So you're saying I need to setup a new variable for each
sscanf
that repeats the first parameter as the third as well? ex of what I'm trying to say:sscanf(makein, "%[^\n]", &makeins)
rather thansscanf(makein, "%[^\n]", makein)
?
More or less, yes.
There are two issues to address. One is that your original calls to sscanf()
yield undefined behaviour — that's the easy bit. The other part is that you assume that the data on each line fits into the variables — and since you didn't show the sizes, it is hard to know whether that's plausible. It also isn't clear whether all the fields are the same size or not; my presumption would be that they're of different sizes.
There are several ways to tackle this. I'd probably write a function along the lines of:
int read_value(const char *prompt, char *buffer, size_t buflen)
{
char line[4096]; // Big!
buffer[0] = '\0'; // Null terminate output in case of EOF.
printf("%s: ", prompt);
fflush(stdout); // Optional
if (fgets(line, sizeof(line), stdin) == 0)
return EOF;
size_t len = strlen(line);
if (line[len-1] == '\n')
line[--len] = '\0';
if (len > buflen)
len = buflen - 1;
memmove(buffer, line, len);
buffer[len] = '\0';
return len;
}
This assumes that truncation of data is OK, and that leading white space does not need to be skipped, nor trailing white space other than the newline. Removing leading space is trivial: strspn()

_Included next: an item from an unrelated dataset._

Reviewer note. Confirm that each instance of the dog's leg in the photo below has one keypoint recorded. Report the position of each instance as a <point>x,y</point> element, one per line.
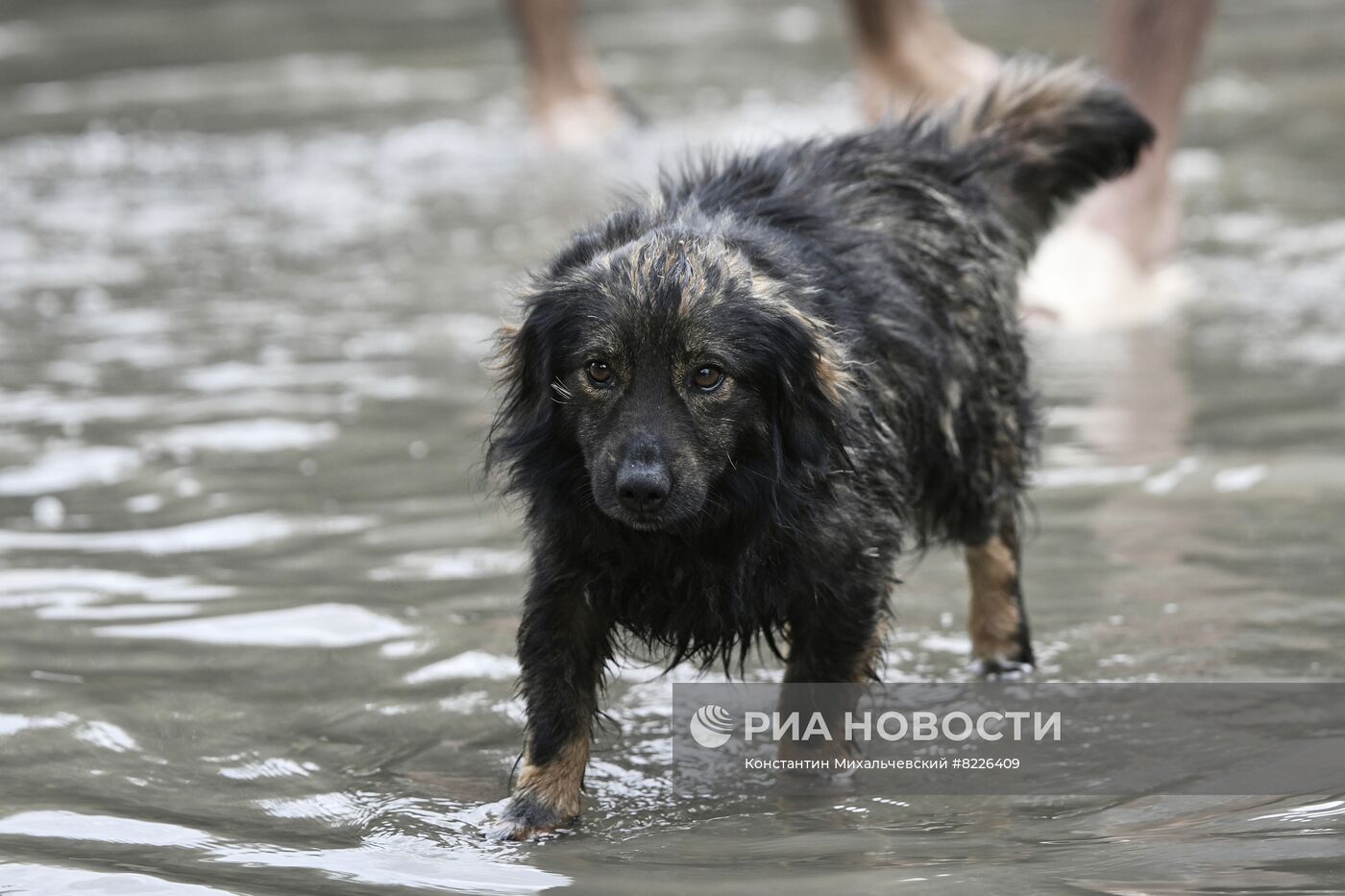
<point>998,620</point>
<point>561,647</point>
<point>833,655</point>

is ideal. Removing trailing space is less trivial; you have to write a decrementing loop yourself, taking care to handle an all-blank line correctly.

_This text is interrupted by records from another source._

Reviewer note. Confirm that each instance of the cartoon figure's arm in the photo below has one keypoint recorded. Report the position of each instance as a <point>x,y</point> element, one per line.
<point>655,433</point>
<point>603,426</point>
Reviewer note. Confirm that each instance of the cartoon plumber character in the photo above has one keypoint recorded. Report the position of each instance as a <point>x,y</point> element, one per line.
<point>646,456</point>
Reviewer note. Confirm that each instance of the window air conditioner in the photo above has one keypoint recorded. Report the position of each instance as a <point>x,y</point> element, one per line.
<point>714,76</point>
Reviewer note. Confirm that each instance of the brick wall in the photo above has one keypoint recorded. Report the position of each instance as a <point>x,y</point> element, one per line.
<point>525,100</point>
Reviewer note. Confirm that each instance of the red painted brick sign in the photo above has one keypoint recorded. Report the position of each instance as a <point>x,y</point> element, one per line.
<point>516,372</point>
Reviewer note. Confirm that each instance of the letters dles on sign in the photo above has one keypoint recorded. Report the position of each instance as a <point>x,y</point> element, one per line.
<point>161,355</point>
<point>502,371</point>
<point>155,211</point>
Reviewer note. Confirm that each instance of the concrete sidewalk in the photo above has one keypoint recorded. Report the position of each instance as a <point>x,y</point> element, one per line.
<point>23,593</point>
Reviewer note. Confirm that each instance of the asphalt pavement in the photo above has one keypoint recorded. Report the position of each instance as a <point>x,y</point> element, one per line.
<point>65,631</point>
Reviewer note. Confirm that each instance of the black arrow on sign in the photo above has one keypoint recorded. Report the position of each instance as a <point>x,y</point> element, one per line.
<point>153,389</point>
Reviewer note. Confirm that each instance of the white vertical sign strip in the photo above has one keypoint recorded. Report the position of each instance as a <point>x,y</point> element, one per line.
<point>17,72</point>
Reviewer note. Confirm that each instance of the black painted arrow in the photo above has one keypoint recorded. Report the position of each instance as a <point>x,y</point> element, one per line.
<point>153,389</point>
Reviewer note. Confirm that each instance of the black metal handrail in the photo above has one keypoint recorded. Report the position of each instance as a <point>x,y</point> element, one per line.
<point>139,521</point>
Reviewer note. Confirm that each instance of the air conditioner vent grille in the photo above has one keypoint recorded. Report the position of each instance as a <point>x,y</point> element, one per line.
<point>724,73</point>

The function prints the prompt string and adds a colon and blank at the end; if you don't want that, use just printf("%s", prompt);
or fputs(prompt, stdout);
— do not use printf(prompt);
because that crashes horribly if the prompt ever contains a percent symbol: "Enter discount (%)"
, for example. The fflush()
is not usually needed (the system will usually do it for you), but it makes sure the prompt is visible.
The fgets()
reads into a big line buffer; for all practical purposes, it ensures you read the full line. The test for newline could be given an else
clause that handles a truncated line — JSON data (bookmarks files, for instance) can be humungous single lines of data — and you could report an error, or gobble to the end of line or EOF, or whatever other mechanism seems appropriate to you.

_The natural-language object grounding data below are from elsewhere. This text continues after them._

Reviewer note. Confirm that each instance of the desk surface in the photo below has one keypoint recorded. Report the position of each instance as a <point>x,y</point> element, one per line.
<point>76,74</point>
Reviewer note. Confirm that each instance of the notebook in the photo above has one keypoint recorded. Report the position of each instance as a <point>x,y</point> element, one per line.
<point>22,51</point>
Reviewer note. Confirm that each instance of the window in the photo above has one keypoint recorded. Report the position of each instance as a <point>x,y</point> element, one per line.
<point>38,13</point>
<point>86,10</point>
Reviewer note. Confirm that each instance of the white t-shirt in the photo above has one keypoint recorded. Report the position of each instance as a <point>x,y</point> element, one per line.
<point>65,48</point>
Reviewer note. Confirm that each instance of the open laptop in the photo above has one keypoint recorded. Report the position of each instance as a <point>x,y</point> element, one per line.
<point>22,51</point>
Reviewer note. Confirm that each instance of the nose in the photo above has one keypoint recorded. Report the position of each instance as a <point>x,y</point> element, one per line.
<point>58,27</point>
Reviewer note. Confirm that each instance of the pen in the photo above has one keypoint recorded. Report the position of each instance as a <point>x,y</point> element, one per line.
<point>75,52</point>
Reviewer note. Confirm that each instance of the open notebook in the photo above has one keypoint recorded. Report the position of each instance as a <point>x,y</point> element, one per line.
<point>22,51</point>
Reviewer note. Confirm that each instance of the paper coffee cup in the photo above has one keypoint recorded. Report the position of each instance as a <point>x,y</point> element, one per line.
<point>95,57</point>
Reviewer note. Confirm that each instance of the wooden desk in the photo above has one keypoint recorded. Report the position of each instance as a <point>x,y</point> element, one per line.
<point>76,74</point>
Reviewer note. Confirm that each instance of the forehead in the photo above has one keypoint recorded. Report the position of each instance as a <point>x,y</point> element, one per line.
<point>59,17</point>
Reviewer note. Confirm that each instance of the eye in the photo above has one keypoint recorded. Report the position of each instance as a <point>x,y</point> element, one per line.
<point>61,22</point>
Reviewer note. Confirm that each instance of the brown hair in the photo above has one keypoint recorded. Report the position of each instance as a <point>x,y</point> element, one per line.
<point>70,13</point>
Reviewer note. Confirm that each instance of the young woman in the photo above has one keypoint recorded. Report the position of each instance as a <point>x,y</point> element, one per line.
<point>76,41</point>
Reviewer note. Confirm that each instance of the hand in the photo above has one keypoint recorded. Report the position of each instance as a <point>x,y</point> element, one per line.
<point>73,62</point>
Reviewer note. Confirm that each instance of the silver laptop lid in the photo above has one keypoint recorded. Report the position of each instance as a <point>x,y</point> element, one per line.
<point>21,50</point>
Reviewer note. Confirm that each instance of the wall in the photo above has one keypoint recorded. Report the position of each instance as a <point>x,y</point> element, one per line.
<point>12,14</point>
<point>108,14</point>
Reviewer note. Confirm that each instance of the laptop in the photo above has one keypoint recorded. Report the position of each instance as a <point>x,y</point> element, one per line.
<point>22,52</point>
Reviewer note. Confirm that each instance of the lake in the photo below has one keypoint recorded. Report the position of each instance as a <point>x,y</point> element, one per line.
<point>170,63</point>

The code also truncates the data that was read if it won't fit in the buffer passed to the function — again, you could report an error if you preferred, or use a more sophisticated truncating algorithm than simply overwriting the data at the maximum length (search for the prior word break, for example).
The memmove()
plus assignment null terminates the data after the copy. The length of the string is returned (or EOF on error). This is something that a better version of fgets()
would do automatically (and the POSIX getline()
function already does).
Using this function, your code that reads:
printf("\nEnter car make: ");
fgets(makein, sizeof(makein), stdin);
sscanf(makein, "%[^\n]",makein);
would become:
if (read_value("\nEnter car make", makein, sizeof(makein)) == EOF)
…handle error…
Your existing code ignores EOF, so this is an improvement. I could also note that your memset()
calls are not really necessary; the strings returned will be null terminated.